Com estrofe que soa como mantra ou, como ela define, “ladainha” — “Quem falou que eu ando só?/ Tenho em mim mais de muitos/ Sou uma, mas não sou só” —, a música a fez sair da bolha, com 11 milhões de visualizações e rendeu sua primeira viagem de avião, aos 23 anos.

Foi quando chorou ao ouvir de uma mulher, após show no Back2 Black, que aquela canção havia sido escolhida para tocar “em looping” durante o parto de seu filho.

Agora, Sued segue pelas ruas da vida sem marcar “Bobeira”, título de composição do novo álbum, que traz ainda “Nem tenta”, na qual avisa que tem o “corpo fechado”.

Com a garra de quem abria os próprios caminhos em solo carioca, a artista tomou para si o palco da Biblioteca Parque, no Centro do Rio, onde lançou, dias atrás, o novo trabalho no projeto Parque de Ideias, idealizado pelo diretor e produtor artístico Marcio Debellian.

A sandália de salto logo deu lugar aos pés descalços para a dança vigorosa de seu corpo, respondendo aos tambores que forjam a sonoridade de sua música.

Se seu timbre grave lembra o de Margareth Menezes e a postura abusada traz um “Q” de Elza Soares, duas de suas principais referências, não falta à Sued personalidade própria.

Uma personalidade banhada pelo sincretismo religioso de sua família — um pé no catolicismo dos pais; outro no candomblé da avó —, das tradições da Bahia e de numa infância em meio à natureza, respeito aos mais velhos e à simplicidade da vida de interior, de Sapeaçu, no recôncavo.

Sua música é fruto dessa realidade de interior, da ancestralidade, da força da cultura afro-brasileira e feminina.
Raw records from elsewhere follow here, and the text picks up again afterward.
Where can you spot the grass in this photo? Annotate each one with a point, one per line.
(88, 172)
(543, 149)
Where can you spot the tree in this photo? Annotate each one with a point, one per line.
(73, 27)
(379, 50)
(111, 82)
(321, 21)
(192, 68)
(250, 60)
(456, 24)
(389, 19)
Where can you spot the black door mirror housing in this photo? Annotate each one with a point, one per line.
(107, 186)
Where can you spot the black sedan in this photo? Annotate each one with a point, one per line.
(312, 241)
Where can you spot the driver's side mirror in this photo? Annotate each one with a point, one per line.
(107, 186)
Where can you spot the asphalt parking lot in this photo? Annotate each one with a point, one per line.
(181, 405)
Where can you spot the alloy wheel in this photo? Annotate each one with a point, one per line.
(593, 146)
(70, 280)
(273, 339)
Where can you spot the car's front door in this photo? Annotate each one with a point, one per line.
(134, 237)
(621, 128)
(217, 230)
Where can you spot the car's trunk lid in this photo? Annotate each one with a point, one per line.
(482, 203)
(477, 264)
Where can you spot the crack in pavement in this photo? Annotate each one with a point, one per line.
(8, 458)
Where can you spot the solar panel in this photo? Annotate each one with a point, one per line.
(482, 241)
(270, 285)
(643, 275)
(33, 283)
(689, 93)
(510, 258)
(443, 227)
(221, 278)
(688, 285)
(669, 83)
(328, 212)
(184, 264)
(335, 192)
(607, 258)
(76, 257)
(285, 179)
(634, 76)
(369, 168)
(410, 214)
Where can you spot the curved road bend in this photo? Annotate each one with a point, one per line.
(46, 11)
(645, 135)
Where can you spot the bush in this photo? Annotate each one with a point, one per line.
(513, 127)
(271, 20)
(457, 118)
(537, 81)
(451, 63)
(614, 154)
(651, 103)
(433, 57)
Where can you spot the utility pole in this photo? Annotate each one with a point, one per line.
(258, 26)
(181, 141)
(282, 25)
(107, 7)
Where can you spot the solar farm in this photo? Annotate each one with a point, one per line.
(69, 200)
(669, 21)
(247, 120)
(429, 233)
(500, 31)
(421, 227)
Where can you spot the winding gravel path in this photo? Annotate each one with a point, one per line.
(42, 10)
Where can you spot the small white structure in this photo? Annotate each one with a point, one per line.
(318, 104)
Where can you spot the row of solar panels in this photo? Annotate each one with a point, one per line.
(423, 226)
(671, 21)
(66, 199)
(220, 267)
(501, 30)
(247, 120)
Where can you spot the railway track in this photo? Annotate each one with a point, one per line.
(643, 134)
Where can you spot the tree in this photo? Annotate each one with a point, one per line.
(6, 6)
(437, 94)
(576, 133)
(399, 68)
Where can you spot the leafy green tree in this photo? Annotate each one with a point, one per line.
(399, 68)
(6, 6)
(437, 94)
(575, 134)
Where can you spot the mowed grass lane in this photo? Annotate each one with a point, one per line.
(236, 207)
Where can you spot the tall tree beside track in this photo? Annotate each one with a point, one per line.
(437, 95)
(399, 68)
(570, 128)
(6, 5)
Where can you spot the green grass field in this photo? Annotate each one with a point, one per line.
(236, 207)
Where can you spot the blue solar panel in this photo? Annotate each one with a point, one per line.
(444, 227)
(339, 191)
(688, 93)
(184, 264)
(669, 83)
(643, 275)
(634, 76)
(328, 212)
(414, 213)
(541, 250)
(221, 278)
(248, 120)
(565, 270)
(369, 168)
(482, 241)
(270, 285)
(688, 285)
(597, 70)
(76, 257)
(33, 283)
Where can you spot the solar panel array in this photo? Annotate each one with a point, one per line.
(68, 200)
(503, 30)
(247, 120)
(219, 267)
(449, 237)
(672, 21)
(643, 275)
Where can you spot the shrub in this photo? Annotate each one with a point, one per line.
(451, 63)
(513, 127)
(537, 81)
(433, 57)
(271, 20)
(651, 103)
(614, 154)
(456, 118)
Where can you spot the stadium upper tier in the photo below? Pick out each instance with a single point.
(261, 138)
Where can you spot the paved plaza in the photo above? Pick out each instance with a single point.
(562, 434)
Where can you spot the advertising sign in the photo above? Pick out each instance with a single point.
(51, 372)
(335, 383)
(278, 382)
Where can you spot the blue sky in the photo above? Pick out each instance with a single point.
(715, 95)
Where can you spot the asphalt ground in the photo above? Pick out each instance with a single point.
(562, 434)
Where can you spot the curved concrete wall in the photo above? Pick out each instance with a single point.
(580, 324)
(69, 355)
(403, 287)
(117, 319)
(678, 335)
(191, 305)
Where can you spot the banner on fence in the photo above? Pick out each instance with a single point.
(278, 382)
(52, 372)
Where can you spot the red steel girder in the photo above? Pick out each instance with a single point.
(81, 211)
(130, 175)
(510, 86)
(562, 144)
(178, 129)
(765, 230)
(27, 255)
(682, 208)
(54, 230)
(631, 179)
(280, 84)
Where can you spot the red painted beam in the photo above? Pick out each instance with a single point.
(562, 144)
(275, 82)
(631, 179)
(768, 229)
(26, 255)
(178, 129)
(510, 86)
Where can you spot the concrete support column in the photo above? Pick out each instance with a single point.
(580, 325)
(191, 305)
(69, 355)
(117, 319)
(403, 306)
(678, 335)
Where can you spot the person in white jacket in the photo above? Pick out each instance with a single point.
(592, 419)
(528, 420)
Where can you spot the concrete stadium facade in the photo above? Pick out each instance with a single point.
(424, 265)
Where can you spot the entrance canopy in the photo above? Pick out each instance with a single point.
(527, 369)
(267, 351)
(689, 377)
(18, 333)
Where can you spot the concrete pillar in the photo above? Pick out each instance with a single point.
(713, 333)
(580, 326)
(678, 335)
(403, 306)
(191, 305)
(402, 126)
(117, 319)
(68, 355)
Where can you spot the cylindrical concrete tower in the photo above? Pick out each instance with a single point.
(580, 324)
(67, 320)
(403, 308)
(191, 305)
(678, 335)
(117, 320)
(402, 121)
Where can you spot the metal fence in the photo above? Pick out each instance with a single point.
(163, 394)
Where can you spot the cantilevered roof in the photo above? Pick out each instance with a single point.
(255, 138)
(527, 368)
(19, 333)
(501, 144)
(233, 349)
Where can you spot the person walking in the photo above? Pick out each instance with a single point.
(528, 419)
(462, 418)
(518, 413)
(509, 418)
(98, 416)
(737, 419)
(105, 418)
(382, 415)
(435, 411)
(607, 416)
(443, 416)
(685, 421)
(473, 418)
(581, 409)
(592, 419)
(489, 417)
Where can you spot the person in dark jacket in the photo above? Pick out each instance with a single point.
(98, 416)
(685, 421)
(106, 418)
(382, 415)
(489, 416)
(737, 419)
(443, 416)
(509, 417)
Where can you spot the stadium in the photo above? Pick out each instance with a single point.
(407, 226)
Mas com um olhar contemporâneo, inclusive para falar de questões que a atravessam.

“Se a paz é branca/ um preto onde encaixa, cadê?”, cantou, sozinha ao violão, no momento mais forte do show no Rio.
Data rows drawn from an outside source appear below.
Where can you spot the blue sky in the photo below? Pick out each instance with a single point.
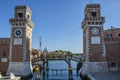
(58, 22)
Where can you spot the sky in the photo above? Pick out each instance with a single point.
(58, 22)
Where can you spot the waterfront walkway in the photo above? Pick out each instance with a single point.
(106, 76)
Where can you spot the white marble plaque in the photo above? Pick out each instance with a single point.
(95, 40)
(3, 59)
(18, 41)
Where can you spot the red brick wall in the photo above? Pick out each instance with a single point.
(112, 46)
(4, 48)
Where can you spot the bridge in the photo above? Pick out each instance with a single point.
(42, 58)
(45, 60)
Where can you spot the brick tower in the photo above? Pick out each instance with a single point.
(21, 41)
(93, 44)
(92, 26)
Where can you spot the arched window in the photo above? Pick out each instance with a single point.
(4, 55)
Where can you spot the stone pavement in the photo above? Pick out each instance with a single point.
(106, 76)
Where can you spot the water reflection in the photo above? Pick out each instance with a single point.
(58, 70)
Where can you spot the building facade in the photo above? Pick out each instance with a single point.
(92, 25)
(100, 47)
(112, 44)
(16, 51)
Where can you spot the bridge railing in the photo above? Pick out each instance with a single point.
(40, 58)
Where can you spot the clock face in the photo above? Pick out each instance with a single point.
(95, 31)
(18, 32)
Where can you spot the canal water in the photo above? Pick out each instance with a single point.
(58, 70)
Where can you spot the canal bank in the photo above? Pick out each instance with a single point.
(58, 70)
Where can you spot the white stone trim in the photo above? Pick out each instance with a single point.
(94, 67)
(94, 25)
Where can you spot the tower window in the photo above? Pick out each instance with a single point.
(93, 14)
(20, 15)
(28, 16)
(4, 55)
(113, 64)
(118, 34)
(109, 35)
(96, 23)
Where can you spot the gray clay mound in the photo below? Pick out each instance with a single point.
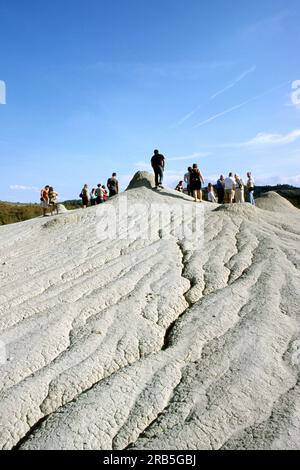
(152, 342)
(142, 179)
(273, 202)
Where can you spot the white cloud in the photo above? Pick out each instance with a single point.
(238, 106)
(220, 92)
(273, 180)
(192, 157)
(272, 24)
(274, 139)
(20, 187)
(234, 82)
(173, 70)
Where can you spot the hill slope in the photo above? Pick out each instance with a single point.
(162, 339)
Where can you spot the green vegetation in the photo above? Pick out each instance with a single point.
(11, 213)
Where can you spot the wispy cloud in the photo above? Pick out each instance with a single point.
(274, 139)
(193, 156)
(278, 179)
(20, 187)
(175, 70)
(265, 139)
(234, 82)
(238, 106)
(271, 24)
(186, 117)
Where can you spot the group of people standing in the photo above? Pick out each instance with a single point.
(100, 194)
(229, 190)
(49, 200)
(233, 189)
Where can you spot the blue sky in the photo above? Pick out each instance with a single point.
(93, 87)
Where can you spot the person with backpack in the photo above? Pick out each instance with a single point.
(239, 190)
(53, 201)
(196, 181)
(99, 194)
(158, 165)
(93, 197)
(221, 189)
(179, 187)
(45, 199)
(84, 195)
(250, 188)
(230, 186)
(105, 194)
(211, 193)
(113, 185)
(187, 181)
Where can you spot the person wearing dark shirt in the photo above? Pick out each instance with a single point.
(158, 165)
(221, 189)
(113, 185)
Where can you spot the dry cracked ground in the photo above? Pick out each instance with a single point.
(154, 337)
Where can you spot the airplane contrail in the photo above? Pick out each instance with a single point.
(241, 105)
(235, 82)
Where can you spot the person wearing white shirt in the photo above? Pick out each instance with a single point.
(250, 187)
(187, 177)
(239, 192)
(229, 189)
(211, 194)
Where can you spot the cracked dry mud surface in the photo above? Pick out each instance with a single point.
(165, 343)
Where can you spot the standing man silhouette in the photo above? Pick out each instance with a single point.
(158, 165)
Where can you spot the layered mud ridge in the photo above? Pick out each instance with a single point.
(152, 339)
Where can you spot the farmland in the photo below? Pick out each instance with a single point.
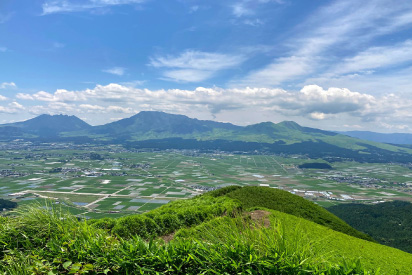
(98, 181)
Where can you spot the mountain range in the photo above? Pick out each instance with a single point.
(392, 138)
(167, 131)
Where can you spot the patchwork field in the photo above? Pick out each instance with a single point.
(110, 181)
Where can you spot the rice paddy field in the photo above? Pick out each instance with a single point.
(112, 181)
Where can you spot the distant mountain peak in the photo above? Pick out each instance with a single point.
(290, 124)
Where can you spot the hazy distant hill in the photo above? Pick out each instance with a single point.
(168, 131)
(45, 126)
(394, 138)
(160, 124)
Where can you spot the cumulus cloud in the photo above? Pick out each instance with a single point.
(312, 50)
(311, 103)
(12, 108)
(61, 6)
(194, 66)
(8, 85)
(4, 17)
(115, 70)
(377, 58)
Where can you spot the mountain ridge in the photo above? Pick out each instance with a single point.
(169, 131)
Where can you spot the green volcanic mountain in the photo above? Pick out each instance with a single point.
(167, 131)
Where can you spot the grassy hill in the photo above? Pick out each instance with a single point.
(389, 223)
(209, 234)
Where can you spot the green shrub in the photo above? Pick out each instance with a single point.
(253, 197)
(104, 223)
(139, 225)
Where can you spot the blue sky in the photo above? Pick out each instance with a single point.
(337, 65)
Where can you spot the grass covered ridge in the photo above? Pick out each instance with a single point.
(213, 235)
(252, 196)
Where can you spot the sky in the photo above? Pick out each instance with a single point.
(334, 65)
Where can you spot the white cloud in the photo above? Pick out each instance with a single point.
(115, 70)
(8, 85)
(348, 23)
(24, 96)
(58, 45)
(194, 66)
(118, 109)
(194, 8)
(5, 17)
(377, 57)
(253, 23)
(240, 9)
(64, 6)
(311, 103)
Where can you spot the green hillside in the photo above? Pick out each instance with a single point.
(209, 234)
(389, 223)
(252, 197)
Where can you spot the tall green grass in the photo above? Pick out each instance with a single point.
(170, 217)
(252, 197)
(62, 245)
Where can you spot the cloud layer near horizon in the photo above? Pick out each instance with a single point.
(312, 102)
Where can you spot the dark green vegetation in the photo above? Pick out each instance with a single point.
(393, 138)
(6, 204)
(217, 235)
(286, 202)
(315, 165)
(389, 223)
(165, 131)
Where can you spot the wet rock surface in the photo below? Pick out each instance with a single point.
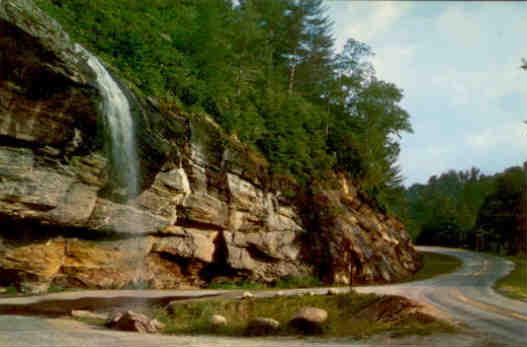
(132, 321)
(208, 206)
(261, 326)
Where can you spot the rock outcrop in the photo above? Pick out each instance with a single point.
(208, 206)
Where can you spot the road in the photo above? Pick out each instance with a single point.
(465, 295)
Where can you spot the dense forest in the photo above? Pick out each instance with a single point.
(467, 208)
(266, 70)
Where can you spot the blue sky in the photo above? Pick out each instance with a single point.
(458, 64)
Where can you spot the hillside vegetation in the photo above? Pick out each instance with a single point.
(265, 70)
(482, 212)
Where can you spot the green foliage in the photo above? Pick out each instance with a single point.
(501, 219)
(435, 264)
(283, 283)
(193, 317)
(468, 209)
(514, 285)
(265, 70)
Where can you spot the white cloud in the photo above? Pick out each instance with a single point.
(512, 136)
(366, 21)
(458, 27)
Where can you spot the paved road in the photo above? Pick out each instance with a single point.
(465, 295)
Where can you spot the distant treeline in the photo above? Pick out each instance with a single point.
(469, 209)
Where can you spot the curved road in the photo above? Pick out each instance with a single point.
(465, 296)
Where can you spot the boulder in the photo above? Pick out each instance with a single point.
(247, 295)
(393, 309)
(218, 320)
(333, 291)
(83, 314)
(208, 205)
(132, 321)
(309, 320)
(261, 326)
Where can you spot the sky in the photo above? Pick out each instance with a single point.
(458, 64)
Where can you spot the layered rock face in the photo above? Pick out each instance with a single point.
(208, 208)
"É bonito ver uma artista jovem cheia de sabedorias, alma antiga. Admiro a poética e o ritmo de Sued. Tudo repleto de simbologia e ancestralidade. O recôncavo baiano como centro da travessia, a louvação a quem veio antes e seta para o futuro. Quando algo assim me toca, fico com vontade de que todo mundo veja" diz Debellian, explicando o motivo que o fez convidar Sued, além de Rachel Reis e Joyce Alane para subir naquele palco.

"A música me fez ser sujeito numa escola de maioria branca"
Quando fez sete anos, Sued ganhou um vilão do pai, que cantava no coro da igreja.

A reação foi o bico do tamanho de um bonde da menina, que só pensava em ser presenteada com uma boneca no aniversário.

Mal sabia ela que o instrumento seria o passaporte para o protagonismo numa escola particular de maioria branca.

"Por ter a música, eu era sujeito naquele lugar. Você pega o violão, e as pessoas te olham. Não vai ter coleguinha falando do seu cabelo porque, na hora do intervalo, eles vão sentar do seu lado para te ouvir cantar a música que gostam. Ela fez com que eles me respeitassem, e isso me deu segurança" conta ela, que tirava as canções com o ouvido colado no rádio do pai.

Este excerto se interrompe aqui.